Besides, I was not cold. I had the metabolism of a ten-year-old, a fit and lean ten-year-old who ran everywhere, even when walking was enough.
In those days of winter cold, my hopefulness kept me warm. Until grade six and the early morning regulation milk at recess when for the first time I recognised the cold at the tips of my fingers.
No gloves in those days, just pink fingers that grew red and itchy the more I clung to the milk bottle.
I needed to give my bottle a shake to dislodge the frozen wad of cream on top. And soon enough my pink then red fingers lost all sensation.
‘Shake your hands,’ mother Perpetua said. ‘Shake them up and down. That way you’ll get your circulation going.’
She did not tell us to put down our milk bottles first and given my tendency to do as I was told, and given my fingers were useless, I used my elbows to shake the milk bottle of ice and free my hands from the grip of their numbness.
Milk went everywhere, not only over my jumper and tunic, but over the jumper and tunic of the girl who sat beside me and worst of all a projectile of milk shot across the quadrangle where we sat. It landed on Mother Perpetua’s habit.
Blobs of cream glistened in the thin morning sun, not only on the asphalt in front of me but all the way down Mother Perpetua’s black robes and even on her black shoes.
She reached for the rosary beads at her waist and from her pocket dragged out an enormous white handkerchief with which she wiped the individual beads as if she was reciting the rosary.

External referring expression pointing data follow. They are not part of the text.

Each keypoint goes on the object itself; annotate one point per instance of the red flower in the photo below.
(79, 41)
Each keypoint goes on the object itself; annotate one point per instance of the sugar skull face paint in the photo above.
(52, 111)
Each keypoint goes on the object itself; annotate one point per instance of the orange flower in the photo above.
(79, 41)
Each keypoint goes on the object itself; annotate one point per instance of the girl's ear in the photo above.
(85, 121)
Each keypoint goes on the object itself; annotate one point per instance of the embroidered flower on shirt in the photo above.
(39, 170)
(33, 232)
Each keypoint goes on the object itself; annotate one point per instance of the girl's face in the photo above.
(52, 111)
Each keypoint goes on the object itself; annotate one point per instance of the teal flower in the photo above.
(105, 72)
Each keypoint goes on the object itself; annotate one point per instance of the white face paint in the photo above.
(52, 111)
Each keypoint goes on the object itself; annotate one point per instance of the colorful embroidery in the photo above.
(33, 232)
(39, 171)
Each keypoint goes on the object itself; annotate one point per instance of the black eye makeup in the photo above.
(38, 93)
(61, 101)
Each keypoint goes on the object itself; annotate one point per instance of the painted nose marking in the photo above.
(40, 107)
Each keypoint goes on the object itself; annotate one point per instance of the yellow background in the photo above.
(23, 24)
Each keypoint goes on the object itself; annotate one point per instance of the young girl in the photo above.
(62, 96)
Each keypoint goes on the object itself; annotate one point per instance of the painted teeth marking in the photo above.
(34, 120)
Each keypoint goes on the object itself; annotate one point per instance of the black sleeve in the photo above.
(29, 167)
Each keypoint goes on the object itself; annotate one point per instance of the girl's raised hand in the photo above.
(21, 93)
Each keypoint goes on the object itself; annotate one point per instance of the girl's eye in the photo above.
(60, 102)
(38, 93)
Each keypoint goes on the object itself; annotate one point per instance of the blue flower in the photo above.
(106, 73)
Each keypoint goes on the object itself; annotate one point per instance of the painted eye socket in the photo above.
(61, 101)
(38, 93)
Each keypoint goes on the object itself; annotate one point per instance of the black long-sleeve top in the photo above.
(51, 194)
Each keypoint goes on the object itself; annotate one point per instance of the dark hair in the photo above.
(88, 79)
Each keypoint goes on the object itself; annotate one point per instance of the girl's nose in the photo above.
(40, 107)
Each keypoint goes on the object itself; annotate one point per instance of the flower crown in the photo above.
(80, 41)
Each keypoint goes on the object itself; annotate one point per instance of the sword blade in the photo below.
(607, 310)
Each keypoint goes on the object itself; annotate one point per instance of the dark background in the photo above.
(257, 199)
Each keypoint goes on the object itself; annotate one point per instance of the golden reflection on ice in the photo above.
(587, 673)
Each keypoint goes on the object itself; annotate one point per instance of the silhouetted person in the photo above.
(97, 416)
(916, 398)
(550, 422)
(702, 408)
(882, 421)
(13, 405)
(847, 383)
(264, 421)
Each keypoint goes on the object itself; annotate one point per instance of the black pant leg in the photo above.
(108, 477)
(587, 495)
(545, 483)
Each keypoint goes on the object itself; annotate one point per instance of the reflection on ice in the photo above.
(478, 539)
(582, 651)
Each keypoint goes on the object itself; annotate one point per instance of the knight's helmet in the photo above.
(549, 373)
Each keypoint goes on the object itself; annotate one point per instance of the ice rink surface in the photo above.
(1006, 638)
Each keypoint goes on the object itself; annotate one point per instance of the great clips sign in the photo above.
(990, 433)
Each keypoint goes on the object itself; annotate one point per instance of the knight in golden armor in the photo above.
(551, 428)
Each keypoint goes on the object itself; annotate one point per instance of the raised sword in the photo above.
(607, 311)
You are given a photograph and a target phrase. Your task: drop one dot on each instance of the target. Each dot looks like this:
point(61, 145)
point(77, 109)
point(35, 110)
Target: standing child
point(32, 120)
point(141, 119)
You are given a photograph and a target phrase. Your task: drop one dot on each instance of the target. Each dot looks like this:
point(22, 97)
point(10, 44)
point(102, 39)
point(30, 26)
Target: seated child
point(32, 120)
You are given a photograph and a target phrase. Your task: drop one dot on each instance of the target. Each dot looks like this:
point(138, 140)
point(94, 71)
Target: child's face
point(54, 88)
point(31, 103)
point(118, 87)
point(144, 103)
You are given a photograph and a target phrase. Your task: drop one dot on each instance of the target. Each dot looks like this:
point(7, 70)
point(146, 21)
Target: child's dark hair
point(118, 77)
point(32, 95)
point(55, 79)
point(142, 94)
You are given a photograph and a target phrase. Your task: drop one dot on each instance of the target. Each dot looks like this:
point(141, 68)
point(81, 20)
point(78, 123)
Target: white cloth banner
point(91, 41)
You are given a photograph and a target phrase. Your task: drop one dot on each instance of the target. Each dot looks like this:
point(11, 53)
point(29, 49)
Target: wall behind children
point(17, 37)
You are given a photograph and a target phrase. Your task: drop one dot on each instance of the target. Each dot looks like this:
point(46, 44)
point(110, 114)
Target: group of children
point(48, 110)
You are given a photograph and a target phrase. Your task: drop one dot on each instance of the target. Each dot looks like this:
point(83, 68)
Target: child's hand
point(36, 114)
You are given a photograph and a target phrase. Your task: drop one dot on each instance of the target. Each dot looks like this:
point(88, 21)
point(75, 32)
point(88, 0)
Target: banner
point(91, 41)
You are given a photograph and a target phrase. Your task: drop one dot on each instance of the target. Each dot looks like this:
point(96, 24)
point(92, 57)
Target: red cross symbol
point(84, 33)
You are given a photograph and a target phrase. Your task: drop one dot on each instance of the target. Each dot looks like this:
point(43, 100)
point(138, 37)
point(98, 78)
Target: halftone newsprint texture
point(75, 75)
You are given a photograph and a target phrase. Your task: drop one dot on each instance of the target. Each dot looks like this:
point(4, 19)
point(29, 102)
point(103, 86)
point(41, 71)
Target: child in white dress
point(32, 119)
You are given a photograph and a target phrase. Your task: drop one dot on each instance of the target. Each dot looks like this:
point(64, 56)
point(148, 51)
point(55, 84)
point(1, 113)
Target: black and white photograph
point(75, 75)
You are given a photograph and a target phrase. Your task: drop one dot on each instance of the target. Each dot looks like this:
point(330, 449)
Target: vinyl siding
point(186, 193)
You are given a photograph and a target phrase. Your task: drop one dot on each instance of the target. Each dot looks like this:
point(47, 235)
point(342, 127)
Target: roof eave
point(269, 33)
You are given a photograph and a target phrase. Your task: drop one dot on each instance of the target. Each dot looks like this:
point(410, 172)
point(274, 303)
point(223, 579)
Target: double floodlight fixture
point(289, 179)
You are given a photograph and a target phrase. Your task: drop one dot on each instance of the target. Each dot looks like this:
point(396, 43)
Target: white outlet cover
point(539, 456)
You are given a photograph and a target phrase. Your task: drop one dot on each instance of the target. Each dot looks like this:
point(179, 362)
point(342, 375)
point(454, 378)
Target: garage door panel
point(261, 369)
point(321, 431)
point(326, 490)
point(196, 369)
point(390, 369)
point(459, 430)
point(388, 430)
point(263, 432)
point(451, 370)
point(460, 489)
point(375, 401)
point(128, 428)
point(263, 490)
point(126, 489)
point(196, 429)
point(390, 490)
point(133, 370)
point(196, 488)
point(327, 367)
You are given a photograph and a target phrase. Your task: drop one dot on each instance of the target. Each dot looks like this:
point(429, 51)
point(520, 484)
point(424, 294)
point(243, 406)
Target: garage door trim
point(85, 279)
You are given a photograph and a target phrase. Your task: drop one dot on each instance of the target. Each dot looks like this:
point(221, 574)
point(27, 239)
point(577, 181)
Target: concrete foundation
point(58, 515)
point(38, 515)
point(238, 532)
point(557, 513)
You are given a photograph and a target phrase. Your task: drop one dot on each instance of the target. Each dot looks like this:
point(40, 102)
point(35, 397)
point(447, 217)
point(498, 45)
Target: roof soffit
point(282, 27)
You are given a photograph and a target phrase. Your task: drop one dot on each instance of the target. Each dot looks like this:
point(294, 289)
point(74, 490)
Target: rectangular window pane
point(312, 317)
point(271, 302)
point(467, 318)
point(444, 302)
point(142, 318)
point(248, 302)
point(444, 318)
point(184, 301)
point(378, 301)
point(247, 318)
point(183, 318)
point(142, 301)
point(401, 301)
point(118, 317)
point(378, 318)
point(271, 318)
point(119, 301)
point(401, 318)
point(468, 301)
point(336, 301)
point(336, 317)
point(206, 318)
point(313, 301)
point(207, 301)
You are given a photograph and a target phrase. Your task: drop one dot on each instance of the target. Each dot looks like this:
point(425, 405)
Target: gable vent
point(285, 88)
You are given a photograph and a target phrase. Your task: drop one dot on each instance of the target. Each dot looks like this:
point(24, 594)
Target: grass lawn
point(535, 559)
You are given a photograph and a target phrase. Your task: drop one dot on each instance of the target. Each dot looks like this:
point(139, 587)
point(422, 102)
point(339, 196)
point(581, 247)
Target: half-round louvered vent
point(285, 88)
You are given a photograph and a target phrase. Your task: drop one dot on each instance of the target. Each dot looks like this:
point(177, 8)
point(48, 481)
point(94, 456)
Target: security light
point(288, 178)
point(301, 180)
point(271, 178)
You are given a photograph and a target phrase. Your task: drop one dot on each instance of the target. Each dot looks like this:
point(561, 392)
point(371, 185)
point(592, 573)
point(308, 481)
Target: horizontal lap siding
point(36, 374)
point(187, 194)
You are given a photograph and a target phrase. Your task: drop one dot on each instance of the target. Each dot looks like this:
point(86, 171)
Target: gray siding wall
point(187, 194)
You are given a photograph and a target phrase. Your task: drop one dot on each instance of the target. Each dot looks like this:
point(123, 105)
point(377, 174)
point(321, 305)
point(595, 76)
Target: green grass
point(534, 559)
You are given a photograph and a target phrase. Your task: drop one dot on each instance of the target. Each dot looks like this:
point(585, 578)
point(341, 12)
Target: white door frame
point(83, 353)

But she was not serene as when in prayer. Her eye brows furrowed into one long line of black under the stiff white band that ran across her forehead and held her hair in place and out of sight.
I did not know what to say. My milk bottle was empty.
No longer did I need to drink but the relief I felt at being spared the cold down my throat and in my hands did not protect me from the scowl on the face of the nun that stays with me until this day and reappears in dreams when I know that I have been a sinner and can never be forgiven.